Permission denied for a binary

Discussion in 'Mac Programming' started by moivhod, May 6, 2017.

  1. moivhod macrumors newbie

    Apr 8, 2017
    I'm coding an app, which downloads and then extracts certain rar files purchased by customers. For rar unpacking I execute (with a command line) a binary file called unar from this project: And this unar is downloaded by app as well and is placed along with rar files.

    According to Mac OS policies downloaded unar has only read and write permissions and no executable one.
    I've tried to change permission attributes with a command: chmod 777 unar. After that I see that attributes are changed to -rwxrwxrwx, but execution is still denied with an alert message: "dyld: bad external relocation length" and after it: "Trace/BPT trap: 5"

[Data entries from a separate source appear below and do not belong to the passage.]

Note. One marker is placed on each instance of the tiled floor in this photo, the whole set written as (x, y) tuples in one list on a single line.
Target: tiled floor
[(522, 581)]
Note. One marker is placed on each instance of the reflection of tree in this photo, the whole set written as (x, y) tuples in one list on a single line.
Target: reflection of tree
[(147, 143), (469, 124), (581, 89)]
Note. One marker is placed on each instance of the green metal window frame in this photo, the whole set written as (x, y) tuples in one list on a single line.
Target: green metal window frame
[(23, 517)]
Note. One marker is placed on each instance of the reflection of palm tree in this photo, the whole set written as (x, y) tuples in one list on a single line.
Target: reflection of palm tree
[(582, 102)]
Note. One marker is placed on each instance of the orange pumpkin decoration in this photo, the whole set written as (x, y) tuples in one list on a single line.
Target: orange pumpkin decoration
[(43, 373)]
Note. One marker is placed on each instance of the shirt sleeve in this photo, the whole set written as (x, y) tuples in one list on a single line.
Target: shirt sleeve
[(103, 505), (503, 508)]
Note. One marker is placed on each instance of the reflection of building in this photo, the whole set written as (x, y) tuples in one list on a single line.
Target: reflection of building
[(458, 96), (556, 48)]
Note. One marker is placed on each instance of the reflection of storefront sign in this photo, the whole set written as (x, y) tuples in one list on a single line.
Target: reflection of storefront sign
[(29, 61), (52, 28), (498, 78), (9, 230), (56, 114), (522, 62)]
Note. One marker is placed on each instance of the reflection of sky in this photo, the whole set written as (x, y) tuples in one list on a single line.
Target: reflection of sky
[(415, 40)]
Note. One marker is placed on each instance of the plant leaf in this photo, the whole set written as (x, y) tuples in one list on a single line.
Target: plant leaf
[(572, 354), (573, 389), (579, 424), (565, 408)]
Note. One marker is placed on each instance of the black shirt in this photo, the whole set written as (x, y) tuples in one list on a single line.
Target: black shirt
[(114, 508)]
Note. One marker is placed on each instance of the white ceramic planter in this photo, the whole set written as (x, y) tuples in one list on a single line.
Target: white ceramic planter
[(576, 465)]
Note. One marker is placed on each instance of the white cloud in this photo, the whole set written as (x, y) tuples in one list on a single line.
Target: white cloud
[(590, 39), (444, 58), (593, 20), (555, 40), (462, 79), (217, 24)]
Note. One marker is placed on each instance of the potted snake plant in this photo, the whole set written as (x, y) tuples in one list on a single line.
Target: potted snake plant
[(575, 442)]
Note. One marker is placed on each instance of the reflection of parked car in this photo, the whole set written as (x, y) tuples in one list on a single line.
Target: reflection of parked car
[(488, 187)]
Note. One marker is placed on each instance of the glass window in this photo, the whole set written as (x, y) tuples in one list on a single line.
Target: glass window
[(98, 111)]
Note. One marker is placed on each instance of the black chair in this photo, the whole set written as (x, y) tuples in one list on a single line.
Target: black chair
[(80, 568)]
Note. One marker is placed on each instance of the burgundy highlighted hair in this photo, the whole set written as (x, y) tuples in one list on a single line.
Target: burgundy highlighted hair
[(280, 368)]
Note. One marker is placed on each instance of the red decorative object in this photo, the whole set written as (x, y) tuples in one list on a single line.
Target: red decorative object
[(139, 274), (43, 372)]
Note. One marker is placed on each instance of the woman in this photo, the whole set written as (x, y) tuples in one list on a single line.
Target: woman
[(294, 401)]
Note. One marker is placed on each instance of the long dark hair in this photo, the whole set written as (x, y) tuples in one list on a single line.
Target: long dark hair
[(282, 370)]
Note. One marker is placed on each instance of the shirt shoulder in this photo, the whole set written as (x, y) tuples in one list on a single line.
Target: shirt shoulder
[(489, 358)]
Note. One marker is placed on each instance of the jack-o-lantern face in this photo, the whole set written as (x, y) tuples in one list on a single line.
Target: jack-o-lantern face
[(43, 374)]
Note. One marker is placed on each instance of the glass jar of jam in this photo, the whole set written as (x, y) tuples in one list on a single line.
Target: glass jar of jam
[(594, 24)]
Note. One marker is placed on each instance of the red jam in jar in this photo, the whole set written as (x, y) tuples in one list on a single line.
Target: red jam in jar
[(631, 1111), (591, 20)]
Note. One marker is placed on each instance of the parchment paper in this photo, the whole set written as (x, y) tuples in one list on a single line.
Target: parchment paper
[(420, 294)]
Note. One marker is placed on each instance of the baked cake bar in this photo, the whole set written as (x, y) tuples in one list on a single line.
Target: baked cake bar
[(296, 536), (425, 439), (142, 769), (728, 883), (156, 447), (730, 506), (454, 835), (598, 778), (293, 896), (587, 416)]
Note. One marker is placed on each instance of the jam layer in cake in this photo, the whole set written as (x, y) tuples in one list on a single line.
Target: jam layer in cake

    So how can I set the executable permission correctly for a binary file using command line?
  2. lloyddean macrumors 6502a

    May 10, 2009
    Des Moines, WA
    Very short answer - you can't, it's not allowed.
  3. moivhod thread starter macrumors newbie

    Apr 8, 2017
    How come? Have robots prevailed the humans?)))
  4. Nermal Moderator


    Staff Member

    Dec 7, 2002
    New Zealand
    The linked "unar" seems to work as expected on my 10.12.4 system, without having to change permissions (they defaulted to 755). Does it fail immediately for you, when called with no parameters, or is it when you do something specific?
  5. moivhod thread starter macrumors newbie

    Apr 8, 2017
    Yes, if I place unar in the system "manually" - it works perfectly with command like: ./unar archive.rar
    BUT when it's downloaded by the app I'm coding it doesn't have the necessary attributes to be executed.
  6. moivhod thread starter macrumors newbie

    Apr 8, 2017
    I've noticed one thing - if unar comes to the system inside a zip - either being downloaded or copied from flash drive - it works ok. But if it's placed there both ways but as a raw binary - permission is denied and even chmod 777 doesn't help
  7. chown33 macrumors 604

    Aug 9, 2009
    Sailing beyond the sunset
    Use this command on the malfunctioning binary:
    ls -leO@  PATH_GOES_HERE
    Post the complete output.

    This command will show all the extended attributes, ACLs, flags, etc. Maybe one of them, such as the quarantine attribute, is contributing.
  8. moivhod thread starter macrumors newbie

    Apr 8, 2017
    Tried the command line for unar binary and had returned:

    -rw-r--r--@ 1 admin staff - 3707772 7 май 10:08 unar 53 71 57

    I didn't like that "" and removed it with the line: sudo xattr -r -d unar. The quarantine attribute was gone. But unar still had permission denied.
  9. chown33, May 7, 2017
    Last edited: May 7, 2017

    chown33 macrumors 604

    Aug 9, 2009
    Sailing beyond the sunset
    Then you should probably compare the binary that's downloaded with the binary that works. The 'cmp' command can do this.

    Another useful tool for peeking into executables: otool. It can tell you lots of things, so read its man page and pick some basic things before moving on to more detailed ones.

    If you want to peek at the hex bytes:
    hexdump -C PATH_TO_FILE
    The strategy here is quite simple: find the difference. If A works and B doesn't, but A and B are supposed to be identical, then find the difference. If there's no difference in the actual files or their direct metadata, then you expand the search to include things like file-system, user, environment, etc. In short, if the files are the same, and their metadata is the same, look in a larger context.

    If you're planning on distributing your app on the Mac App Store, you won't be able to download executables. This is an App Store restriction, for what should be obvious security reasons.

    I don't think the App Store allows executables other than the app itself in the app bundle, either. You should check the App Store terms to determine this.
  10. cqexbesd macrumors regular

    Jun 4, 2009
    You don't want 777 - it allows any user to write to the binary so they could change it to do anything - and then it would be run by your program as some other user.

    You probably want something like 500 or even 100 but read up and decide for yourself based on your use case.

    I don't think your failure from the linker has anything to do with permissions - not of the binary itself anyway. If you didn't have permission to run the binary then the runtime linker would never have got called. I would suspect your binary is corrupt or for the wrong platform. Double check that first.